Fragmentation des identités

L’ « hétérogénéité relative des réseaux » offre à l’adolescent, à l’adulte qu’il devient « la possibilité de changer mais aussi de simplement rester ambivalent, sans qu’une trop grande cohésion et transparence [du] réseau [placent ] devant des contradictions ouvertes » [Bidart, 2008]. Les identités « prolifèrent », le moi est « flexible », « postmoderne » pour que ce moi « joue avec sa propre image », jusqu’à tromper les autres, en manipulant les informations sur soi. D’où l’engouement des adolescents pour ces ressources « carnavalesques » du masque.

Les enjeux identitaires passent, par l’usage de l’hypertéléphone dans « le carnet d’adresse, [le] pseudo, […] la façon d’écrire ».

Identité transparente

Avant l’avènement de Facebook, on est en gros dans le carnaval et la « subversion radicale des structures sociales ». Ensuite, cela change. Vraiment ? On assiste au retour des avatars « dans un respect relatif du droit à l’image » et une dérive vers l’ « impudeur ». Mais on ne peut cacher son origine sociale : le corps, le style, l’orthographe, « le maniement des références culturelles, la maîtrise des codes de communication spécifiques (abréviations, langae SMS, smileys…) » trahissent. Ce qui fait que les « évolutions de ces dernières années [remettent] les adolescents sous les yeux de leurs parents et les adultes sous les yeux de leur conjoint, de leurs amis, de leurs collègues, de leurs employeurs ». Malgré le jeu, on reste transparent et fragile.

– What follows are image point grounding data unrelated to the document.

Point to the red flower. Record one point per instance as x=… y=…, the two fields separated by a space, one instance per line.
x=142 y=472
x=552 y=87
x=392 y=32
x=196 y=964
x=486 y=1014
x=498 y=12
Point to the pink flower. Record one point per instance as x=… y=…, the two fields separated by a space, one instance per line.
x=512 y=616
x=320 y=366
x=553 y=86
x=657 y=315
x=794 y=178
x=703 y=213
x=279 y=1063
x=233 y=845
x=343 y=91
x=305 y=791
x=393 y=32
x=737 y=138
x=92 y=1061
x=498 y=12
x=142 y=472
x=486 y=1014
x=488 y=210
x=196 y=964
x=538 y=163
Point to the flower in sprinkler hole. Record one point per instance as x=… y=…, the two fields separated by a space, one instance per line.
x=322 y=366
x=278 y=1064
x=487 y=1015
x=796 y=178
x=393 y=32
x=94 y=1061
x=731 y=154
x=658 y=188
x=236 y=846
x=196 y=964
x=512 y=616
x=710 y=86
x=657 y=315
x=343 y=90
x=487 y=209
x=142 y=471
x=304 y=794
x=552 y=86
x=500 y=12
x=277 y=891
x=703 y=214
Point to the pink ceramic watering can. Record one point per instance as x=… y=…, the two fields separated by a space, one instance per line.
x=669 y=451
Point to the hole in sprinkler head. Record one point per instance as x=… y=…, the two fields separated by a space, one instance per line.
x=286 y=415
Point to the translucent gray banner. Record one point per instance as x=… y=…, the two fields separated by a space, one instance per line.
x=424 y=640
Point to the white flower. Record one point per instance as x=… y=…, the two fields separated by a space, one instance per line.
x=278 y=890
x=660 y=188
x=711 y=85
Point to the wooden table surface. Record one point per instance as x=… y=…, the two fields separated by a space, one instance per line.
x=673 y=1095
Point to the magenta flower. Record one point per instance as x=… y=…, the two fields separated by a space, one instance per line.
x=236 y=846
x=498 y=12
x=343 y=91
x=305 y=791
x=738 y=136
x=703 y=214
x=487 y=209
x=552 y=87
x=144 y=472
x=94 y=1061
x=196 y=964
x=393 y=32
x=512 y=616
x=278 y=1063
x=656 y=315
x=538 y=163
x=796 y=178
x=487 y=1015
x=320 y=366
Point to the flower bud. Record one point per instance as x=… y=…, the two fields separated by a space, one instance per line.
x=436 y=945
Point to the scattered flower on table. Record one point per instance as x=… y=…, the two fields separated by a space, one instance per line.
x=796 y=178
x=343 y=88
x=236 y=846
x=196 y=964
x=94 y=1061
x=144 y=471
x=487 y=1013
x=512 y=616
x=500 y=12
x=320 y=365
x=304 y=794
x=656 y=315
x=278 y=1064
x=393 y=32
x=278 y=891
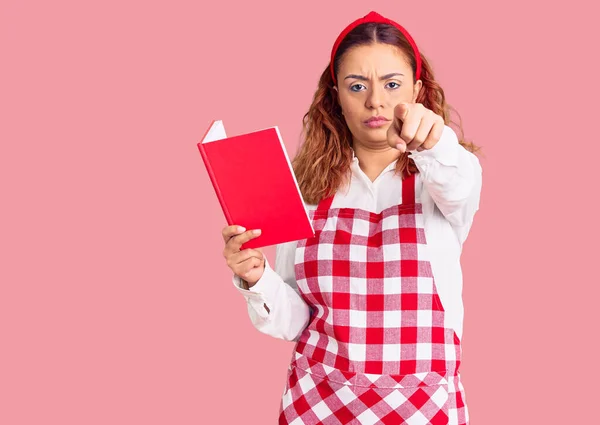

Transformation des réseaux personnels dans les réseaux sociaux en ligne

Casili, Tubaro [2010] « mett[ent] en œuvre une approche ethno-computationnelle » associant des « modèles de simulation » et l’observation de la participation. Les « dévoilement d’informations personnelles, l’expression de préférences de goût, la stylisation de soi, l’ajout de photograpies, articulés avec l’abaissement des options de protection de la vie privée favorisent le ‘’friending’’ », donc l’accroissement de votre réseau personnel, mais aussi le « renforcement (en intensité et en multiplexité) des liens […] des interactions complexes ».

On peut revenir à la notion de « lien faible » : c’est-à-dire que la multiplicité des interlocuteurs très divers et différents enrichit les échanges. En revanche, les « liens forts » avec les amis semblables à soi homogénéisent dans la banalité. Facebook ne révolutionne pas la cartographie des liens, les « modes d’articulation entre expression de soi et articulation de capital social ». Mais cet espace en développement et sujet à la mutation peut réserver des surprises. Il faut que des chercheurs observent empiriquement les liens noués et les définissent ou structuralement ou selon une sociologie plus traditionnelle.

À ce jour, on n’a pas assez de recul.